Eine Zeichnung im Maßstab 1:25 gibt eine Situation des Kellerfensters mit Lichtschacht bei den Einfamilienreihenhäusern wieder. Auf diesem Blatt ist auch eine Obersicht über die Kellerfenstervarianten dargestellt. Zur Ergänzung der Kellerfenster der Einfamilienhäuser sei auf das Kapitel Sockelzone verwiesen. Die Schnittlinien auf den Übersichtzeichnungen kennzeichnen die direkt nachfolgenden Details im Maßstab 1 : 2,5. über die äußeren Abmessungen sowie über die Typenbezeichnung in Buchstaben in der Messkette sind die einzelnen Fenster in den Ansichten auffindbar. Es ist zu bemerken, dass die angegebenen Höhenmaße - Öffnungsmaße sind, d.h. die Maße berücksichtigen nicht die Zinkbleche, da diese ausnahmslos in diesem Bauabschnitt erneuert worden sind.


Vorbemerkungen zu Fassade, Dachzone

Alle Gebäude des Bauabschnitts VI haben ein Dach mit einem vorstehenden Gesims. Dabei gibt es bei dem Einfamilienreihenhäusern zwei Varianten, eine Konstruktion aus Holz und einer, bei dem kleinen Einfamilienreihenhaustyp, aus einem Betonfertigteil.

Der Dachabschluss ist überall dort, wo die Neigung beginnt, als Attika mit der gleichen Rollschicht aus rotbuntem Ziegelmauerwerk ausgebildet, die 3 - 5 cm über dem Putz liegt. Eine leichte Zinkblechbedeckung schützt die Rollschicht vor eindringendem Wasser. Als ein besonderes Gestaltungselement dieses Bauabschnitts lässt sich wohl die Ausbildung der Dachzone an den Gebäudeseiten bezeichnen. Dort führen Dachüberstand und Attika, beide etwa zur Hälfte um die Gebäudeseiten herum und der Verbindungspunkt besteht jeweils aus einem Mauerwerkstreifen, der die unterschiedlichen Höhen ausgleicht. Hinter diesen Verbindungsstellen liegen auch in den meisten Fällen die Schornsteine.

Schornsteine sind jedoch generell hier nicht dargestellt, weil sie zum einen heute in keinem Fall mehr original vorhanden sind und der Versuch einer Rekonstruktion mit den verschiedenen Anschlussstellen ohne großen Nutzen für die äußere Wiederherstellung dieses Bauabschnitts wäre. Dennoch sollen hier die historischen Fotos auf den folgenden Seiten die Ausbildung der Schornsteine belegen.

Die Dachentwässerung erfolgt generell über runde Regenrinnen. Fallrohre, die im weiten Abstand gerade vor der Fassade liegen. Fallrohre, Regenrinnen sowie die Zinkblechabdeckung auf der Attika und an anderen Stellen sind inzwischen erneuert und auf den Zeichnungen nur rekonstruiert.

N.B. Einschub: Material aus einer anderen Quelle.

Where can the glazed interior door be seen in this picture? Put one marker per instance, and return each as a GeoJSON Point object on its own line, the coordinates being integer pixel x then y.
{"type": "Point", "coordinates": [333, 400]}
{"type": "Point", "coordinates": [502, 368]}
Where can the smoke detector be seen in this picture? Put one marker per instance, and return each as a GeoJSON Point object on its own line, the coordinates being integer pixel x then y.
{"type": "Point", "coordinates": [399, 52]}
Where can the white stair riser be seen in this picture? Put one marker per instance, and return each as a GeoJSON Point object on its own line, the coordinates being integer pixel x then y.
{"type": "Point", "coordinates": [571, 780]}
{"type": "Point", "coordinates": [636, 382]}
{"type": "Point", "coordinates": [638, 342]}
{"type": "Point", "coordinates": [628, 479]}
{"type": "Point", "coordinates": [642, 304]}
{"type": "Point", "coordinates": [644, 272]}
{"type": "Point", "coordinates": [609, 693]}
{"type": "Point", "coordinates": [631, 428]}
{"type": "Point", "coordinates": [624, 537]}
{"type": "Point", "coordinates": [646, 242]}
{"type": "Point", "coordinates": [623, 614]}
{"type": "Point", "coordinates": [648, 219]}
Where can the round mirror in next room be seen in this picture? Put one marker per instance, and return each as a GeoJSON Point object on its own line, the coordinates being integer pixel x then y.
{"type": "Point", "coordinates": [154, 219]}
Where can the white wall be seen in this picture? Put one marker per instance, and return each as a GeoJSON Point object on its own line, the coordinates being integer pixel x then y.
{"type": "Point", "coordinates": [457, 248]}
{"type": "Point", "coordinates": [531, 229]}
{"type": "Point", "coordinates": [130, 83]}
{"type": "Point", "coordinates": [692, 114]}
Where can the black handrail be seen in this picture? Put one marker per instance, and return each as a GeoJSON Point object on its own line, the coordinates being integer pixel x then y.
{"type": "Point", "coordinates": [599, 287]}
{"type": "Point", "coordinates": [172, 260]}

Die Dächer sind über Luken vom Dachraum zu erreichen. Die unterschiedlichen Gebäudehöhen werden durch fest angebrachte Stahlleitern oder in das Mauerwerk eingelassene Steigeisen überwunden, um die unterschiedlich hohen Dächer eines Baublocks zu verbinden. Es ist darauf hinzuweisen, dass der Dachausstieg bei den Einfamilienhäusern nicht über jedes Haus erfolgte, sondern in großen Abständen, so sind beispielsweise in den Blöcken 9-13 jeweils nur 2 Dachluken angebracht.

Die Dachzonen der Einfamilienreihenhäuser sind zur Hälfte als bewohnbares Zimmer (mit entsprechend großen Fenstern an der Attikaseite) und als Bodenkammern eingeteilt. Der kleine Einfamilienreihenhaustyp (2 1/2 Zimmer) hat keinen separat ausgewiesenen Bodenraum.

Das Dach ist dort eine Klein'sche Stahlsteindecke. Die Dachneigung wird durch eine abgehängte Decke (Rohrgeflecht?) ausgeglichen.


Allgemeiner Hinweis zu Maßstäblichkeit und Verfahren

Alle Grundrisse und Schnitte im Bereich der Gebäude werden innerhalb der dynamisch generierten PDF-Dateien (bei vollen 100% Ausdrucksgröße) in der Regel im Maßstab 1:100 dargestellt. Darstellung und Bemaßung sind standardisiert, Spiegelungen wurden z.T. nicht berücksichtigt, deshalb sind alle Abmessungen vor Ausführung am Objekt zu prüfen. Jede Änderung am Objekt bedarf der denkmalrechtlichen Genehmigung durch die Untere Denkmalschutzbehörde.